The actions described here are needed to enable recovery, extend the benefits of immunisation to underserved populations, and speed the introduction of new vaccines, contributing to a healthier, safer, and more prosperous future.
The response to the COVID-19 pandemic in the has been transformed through new technologies. The speed of progress in combatting this pathogen has outpaced the advances made against perhaps any similar public health threat over any comparable period. The rapid introduction of highly effective vaccines, the development of monoclonal antibody drugs and most recently, antivirals that are taken orally have offered a potent armamentarium to reduce the adverse effects of SARS-CoV-2 infection. Perhaps one of the most enduring technological innovations will be the advent of accurate diagnostic tests that can be used at home to provide a rapid answer about a person’s clinical status. As a result of the regulatory framework fashioned to advance these tests, the technology and commercial pathway to provide them directly to consumers, and the cultural change they have ushered in, our approach to care will have lasting consequences beyond COVID-19 and to how we address other infectious diseases.

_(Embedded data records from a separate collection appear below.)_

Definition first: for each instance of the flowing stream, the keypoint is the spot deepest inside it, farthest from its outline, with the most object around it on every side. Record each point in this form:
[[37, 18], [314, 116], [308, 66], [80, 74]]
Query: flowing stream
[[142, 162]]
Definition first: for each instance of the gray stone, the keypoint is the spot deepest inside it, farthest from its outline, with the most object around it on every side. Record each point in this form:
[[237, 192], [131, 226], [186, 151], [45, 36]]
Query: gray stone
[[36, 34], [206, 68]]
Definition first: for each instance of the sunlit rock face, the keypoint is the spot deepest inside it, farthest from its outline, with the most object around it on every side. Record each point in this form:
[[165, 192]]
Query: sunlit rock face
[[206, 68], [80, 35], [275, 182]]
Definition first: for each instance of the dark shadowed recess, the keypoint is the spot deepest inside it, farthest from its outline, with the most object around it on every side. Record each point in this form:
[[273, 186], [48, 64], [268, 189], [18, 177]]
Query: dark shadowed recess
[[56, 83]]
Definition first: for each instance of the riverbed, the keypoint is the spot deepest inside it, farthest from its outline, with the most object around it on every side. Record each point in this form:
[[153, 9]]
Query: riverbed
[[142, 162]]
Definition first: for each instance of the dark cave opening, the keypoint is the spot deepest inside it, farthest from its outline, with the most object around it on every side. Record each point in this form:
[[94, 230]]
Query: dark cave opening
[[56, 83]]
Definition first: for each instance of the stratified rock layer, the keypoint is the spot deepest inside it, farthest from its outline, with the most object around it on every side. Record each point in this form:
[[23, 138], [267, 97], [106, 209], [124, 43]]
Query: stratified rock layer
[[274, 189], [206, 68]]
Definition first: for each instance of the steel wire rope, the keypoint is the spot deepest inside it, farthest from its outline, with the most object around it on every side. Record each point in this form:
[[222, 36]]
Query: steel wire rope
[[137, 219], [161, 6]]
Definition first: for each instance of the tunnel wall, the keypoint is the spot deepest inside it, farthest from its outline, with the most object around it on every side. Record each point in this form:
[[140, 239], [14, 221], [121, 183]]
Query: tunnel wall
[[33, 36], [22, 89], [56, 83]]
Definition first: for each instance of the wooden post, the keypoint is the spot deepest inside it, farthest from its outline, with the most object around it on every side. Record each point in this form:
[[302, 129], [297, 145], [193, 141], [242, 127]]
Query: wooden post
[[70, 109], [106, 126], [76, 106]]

In the future, home diagnostic tests will be increasingly coupled with telemedicine visits to introduce rapid assessment into the home for a range of pathogens, such as group A Streptococcus, influenza virus, respiratory syncytial virus, and many more. These virtual visits will be tethered to more definitive diagnostic tests, such as polymerase chain reaction, with delivery of such test kits to a patient’s home and same-day return to the laboratory for conclusive confirmation that a negative test result from an at-home, rapid diagnostic device was not a false-negative result.
This ability to connect at-home diagnostic tests with telemedicine and rapid turnaround of definitive laboratory testing will change infectious disease management. These systems will reduce office visits that can risk the spread of disease to others, make rapid assessment and treatment more possible, and expand access to timely, more affordable medical care. As the leadership of the US FDA medical device program said, “lessons learned from our experiences with COVID-19 could be leveraged to facilitate a large-scale effort for swift, widespread access to accurate and reliable tests for a variety of diseases. They can also inform the response to a future public health emergency.”

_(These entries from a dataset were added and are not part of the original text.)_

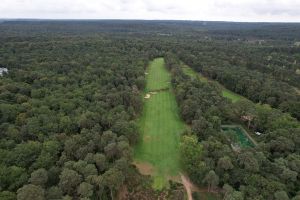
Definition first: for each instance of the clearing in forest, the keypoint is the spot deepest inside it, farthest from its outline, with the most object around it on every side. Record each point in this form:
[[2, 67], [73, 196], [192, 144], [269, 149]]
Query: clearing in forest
[[160, 127], [225, 92]]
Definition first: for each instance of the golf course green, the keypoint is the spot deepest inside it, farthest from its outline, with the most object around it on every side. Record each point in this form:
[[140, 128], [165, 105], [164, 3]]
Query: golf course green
[[160, 127]]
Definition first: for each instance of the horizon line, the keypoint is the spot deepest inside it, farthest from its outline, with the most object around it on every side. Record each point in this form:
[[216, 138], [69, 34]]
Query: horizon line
[[130, 19]]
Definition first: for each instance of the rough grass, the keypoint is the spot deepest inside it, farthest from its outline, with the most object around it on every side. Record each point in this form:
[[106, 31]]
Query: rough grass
[[225, 92], [160, 127], [231, 95], [242, 137]]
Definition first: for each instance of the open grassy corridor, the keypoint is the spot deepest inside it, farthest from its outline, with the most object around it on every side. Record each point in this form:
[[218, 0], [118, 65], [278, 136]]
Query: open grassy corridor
[[160, 126]]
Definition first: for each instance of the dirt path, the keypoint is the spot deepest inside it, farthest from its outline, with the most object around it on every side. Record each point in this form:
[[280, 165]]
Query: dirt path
[[188, 186]]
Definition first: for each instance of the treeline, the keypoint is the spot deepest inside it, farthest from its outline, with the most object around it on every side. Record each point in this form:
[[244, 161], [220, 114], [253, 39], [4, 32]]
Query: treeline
[[67, 111], [267, 171], [236, 70]]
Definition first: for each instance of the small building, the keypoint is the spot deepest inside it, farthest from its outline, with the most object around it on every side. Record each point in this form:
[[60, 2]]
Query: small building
[[3, 70]]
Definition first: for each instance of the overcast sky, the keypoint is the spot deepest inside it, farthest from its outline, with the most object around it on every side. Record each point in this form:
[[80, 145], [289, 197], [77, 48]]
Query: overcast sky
[[220, 10]]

The significance of the innovative policy changes at the FDA in facilitating at-home diagnostics cannot be overstated. It represents a watershed moment in the FDA’s approach to regulation.

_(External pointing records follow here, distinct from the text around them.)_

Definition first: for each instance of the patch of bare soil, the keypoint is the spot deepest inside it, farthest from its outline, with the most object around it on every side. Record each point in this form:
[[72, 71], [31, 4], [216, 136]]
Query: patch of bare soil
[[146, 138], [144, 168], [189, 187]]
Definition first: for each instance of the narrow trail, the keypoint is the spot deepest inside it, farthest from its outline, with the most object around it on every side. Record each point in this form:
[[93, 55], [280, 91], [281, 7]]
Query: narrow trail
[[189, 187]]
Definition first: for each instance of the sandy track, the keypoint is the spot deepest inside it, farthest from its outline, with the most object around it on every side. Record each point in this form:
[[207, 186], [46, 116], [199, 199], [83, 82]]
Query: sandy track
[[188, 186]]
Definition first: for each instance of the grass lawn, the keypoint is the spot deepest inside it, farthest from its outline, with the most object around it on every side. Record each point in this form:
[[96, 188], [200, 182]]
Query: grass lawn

In fostering these opportunities to address COVID-19, the FDA addressed many practical challenges, including a streamlined approach to test development and evaluation. For example, the FDA’s adoption of submission templates decreased development uncertainty and burdens on test developers. The issues addressed by the agency went beyond the technical evaluation of the performance characteristics of the devices to encompass how the tests would be used in a novel approach to treatment and in the setting of a public health emergency.3 Key among these challenges was how to collect positive test results for a reportable pathogen like SARS-CoV-2 and how to make sure that patients had access to appropriate follow-up care. In enabling access to at-home COVID-19 tests, the FDA relied on labeling and guidance to consumers, recognizing that the imperative to expand access to testing offset the reality that many positive test results would go unreported and that some patients may not take appropriate actions based on the test findings. The FDA provided a path for developers to build technological solutions into tests or to offer tests that were coupled to services—for example, downloadable apps to visualize and report results—and link them to telehealth services.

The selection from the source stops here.